Phosphorylation-dependent electrophoretic mobility shift (PDEMS) assay

About 1 × 10⁶ of Hela cells were washed in 1x TBS buffer (50 mM Tris-Cl, pH 8, 150 mM NaCl), scraped and lysed in 80 µl of RIPA. The lysate was incubated with 1 µl (400 units) of Lambda protein phosphatase (NEB, P0753) according to manufacturer’s instructions. The reaction was stopped with 0.2 µl of 0.5 M EDTA, and samples were prepared for immunoblotting by adding 20 µl 6 x SDS loading dye and boiling.

Immunofluorescence

HeLa cells were seeded on FCS precoated coverslips in 24-well plates at 5 × 10⁴ density. The following day, cells were incubated in 21 or 1% oxygen for 6 h, washed twice in 1x DPBS and fixed with 4% paraformaldehyde for 15 min. Cells were washed twice in 1x DPBS, permeabilised with 0.1% Triton for 10 min, washed again, and blocked in 4% FBS in 1x DPBS. The coverslips were stained with 1:100 of anti-USP43, or anti-HIF-1α primary antibodies at 4 °C overnight, then washed five times with 1x DPBS and counterstained with 1:400 anti-mouse 647 nm, or anti-rabbit 488 nm Alexa-Fluor™ secondary antibodies for 1.5 h at room temperature. The cells were washed five times in 1x DPBS and mounted in glycerol-based mountant with DAPI. The cells were imaged using LSM 980 with an Airyscan confocal microscope and analysed blinded with Fiji (ImageJ-win64).

Apoptosis assay

Cells were incubated in 21% oxygen or in 1% oxygen for 6 and 24 h. Cells were harvested by trypsinisation and stained with CellEvent™ Caspase-3/7 Detection Reagent (Invitrogen™, C10423) according to the manufacturer’s instructions. Cells were analysed using BD Fortessa (GFP). Cells were treated with 100 µM of Camptothecin (Merck) for 24 h as a control.

Cell proliferation assay

Cells were seeded in six-well plates at 5 × 10⁴ density and grow under standard conditions for 24 h. The cells were then incubated in 21 or 1% oxygen for 24, 48 and 72 h.

Statistical analyses

Quantification and data analysis of experiments are expressed as mean ± sd and P values were calculated using analysis of variance (ANOVA) or two-tailed Student’s t-test for pairwise comparisons using Graphpad Prism v.8. Qualitative experiments were repeated independently to confirm accuracy. Statistical analyses for the CRISPR screens, RNA-seq and ChIP-seq are described in the relevant sections.

Author contributions

Tekle Pauzaite: Conceptualisation; Data curation; Formal analysis; Validation; Investigation; Visualisation; Methodology; Writing—original draft; Writing—review and editing. Niek Wit: Resources; Data curation; Software; Formal analysis; Investigation; Methodology; Writing—original draft; Writing—review and editing. Rachel V Seear: Formal analysis; Investigation; Methodology. James A Nathan: Conceptualisation; Resources; Data curation; Software; Formal analysis; Supervision; Funding acquisition; Validation; Investigation; Visualisation; Methodology; Writing—original draft; Project administration; Writing—review and editing.

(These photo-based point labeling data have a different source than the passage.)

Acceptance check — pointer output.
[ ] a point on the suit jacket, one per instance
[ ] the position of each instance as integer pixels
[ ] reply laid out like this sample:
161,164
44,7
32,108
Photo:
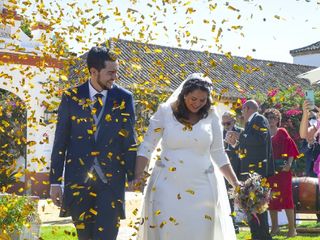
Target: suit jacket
233,154
255,150
75,147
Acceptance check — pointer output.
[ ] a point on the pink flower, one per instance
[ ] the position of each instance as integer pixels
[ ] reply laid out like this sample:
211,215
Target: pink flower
273,92
243,100
278,106
300,92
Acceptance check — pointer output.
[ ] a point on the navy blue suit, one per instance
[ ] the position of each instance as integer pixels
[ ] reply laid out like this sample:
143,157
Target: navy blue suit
75,149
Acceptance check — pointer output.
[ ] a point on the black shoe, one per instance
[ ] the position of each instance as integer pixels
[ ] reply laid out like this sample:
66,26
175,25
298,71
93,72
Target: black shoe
236,229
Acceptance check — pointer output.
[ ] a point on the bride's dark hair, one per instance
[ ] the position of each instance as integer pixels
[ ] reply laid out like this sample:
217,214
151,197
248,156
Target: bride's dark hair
180,110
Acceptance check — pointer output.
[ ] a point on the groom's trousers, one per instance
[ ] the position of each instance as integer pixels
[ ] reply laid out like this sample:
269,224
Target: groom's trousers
95,211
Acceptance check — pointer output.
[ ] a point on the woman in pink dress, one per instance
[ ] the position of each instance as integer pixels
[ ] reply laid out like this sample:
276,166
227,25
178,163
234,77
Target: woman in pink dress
284,152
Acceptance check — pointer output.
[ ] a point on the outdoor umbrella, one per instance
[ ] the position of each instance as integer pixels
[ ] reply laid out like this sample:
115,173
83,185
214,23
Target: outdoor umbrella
313,75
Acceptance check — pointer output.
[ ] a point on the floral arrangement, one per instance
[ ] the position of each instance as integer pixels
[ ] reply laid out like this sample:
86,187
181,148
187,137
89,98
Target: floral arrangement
17,212
253,196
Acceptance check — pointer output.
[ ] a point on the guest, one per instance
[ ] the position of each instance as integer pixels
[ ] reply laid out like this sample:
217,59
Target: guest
284,152
310,132
255,156
228,123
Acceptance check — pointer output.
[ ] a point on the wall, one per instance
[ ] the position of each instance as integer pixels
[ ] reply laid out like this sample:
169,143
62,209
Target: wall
311,60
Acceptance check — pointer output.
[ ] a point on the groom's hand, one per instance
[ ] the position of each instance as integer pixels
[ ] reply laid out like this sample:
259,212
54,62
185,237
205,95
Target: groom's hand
56,195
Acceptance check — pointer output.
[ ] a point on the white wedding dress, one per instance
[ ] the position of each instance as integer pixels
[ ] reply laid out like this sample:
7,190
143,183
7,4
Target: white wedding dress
186,196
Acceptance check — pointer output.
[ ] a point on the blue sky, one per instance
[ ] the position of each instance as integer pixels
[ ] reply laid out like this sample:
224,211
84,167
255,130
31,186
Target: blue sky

In addition to the CRediT author contributions listed above, the contributions in detail are:

Conceptualisation, TP and JAN; Methodology, TP, NW, RVS and JAN; Investigation, TP, NW, RVS and JAN; Writing—original draft, TP and JAN; Writing – reviewing and editing, all authors; Funding acquisition, JAN; Resources, JAN; Supervision, JAN.

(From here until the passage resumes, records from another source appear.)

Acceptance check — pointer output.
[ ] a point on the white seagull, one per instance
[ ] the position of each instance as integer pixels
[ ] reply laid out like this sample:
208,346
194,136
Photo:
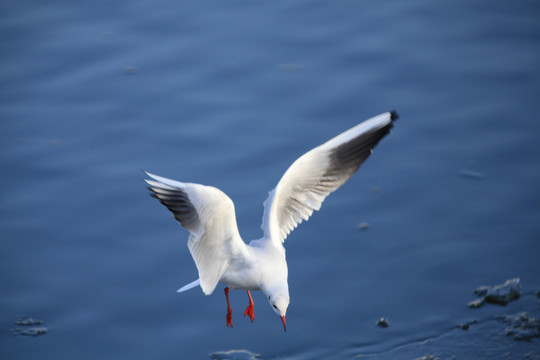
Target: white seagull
208,214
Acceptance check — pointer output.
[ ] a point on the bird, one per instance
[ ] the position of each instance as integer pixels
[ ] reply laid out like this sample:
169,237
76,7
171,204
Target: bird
214,241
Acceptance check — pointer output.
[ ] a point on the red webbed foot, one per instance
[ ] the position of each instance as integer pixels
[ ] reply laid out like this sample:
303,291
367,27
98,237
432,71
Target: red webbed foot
250,310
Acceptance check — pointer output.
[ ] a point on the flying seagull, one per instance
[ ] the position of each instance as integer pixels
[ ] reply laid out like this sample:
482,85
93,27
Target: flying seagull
208,214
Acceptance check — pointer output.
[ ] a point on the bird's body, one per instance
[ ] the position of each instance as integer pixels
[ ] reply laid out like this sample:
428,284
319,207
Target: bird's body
208,214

Source data underlying figure panels in this paper may have individual authorship assigned. Where available, figure panel/source data authorship is listed in the following database record: biostudies:S-SCDT-10_1038-S44318-024-00166-6.

Data availability

The sequencing data from this publication have been deposited to the NCBI Gene Expression Omnibus (https://www.ncbi.nlm.nih.gov/geo/) and assigned the identifiers GSE252651 (CRISPR screens) and GSE252654 (RNA-seq).

The source data of this paper are collected in the following database record: biostudies:S-SCDT-10_1038-S44318-024-00166-6.

Disclosure and competing interests statement

JAN received a Pfizer ITEN discovery grant to fund this work. The remaining authors declare no competing interests.

Supplementary information

Expanded view data, supplementary information, appendices are available for this paper at 10.1038/s44318-024-00166-6.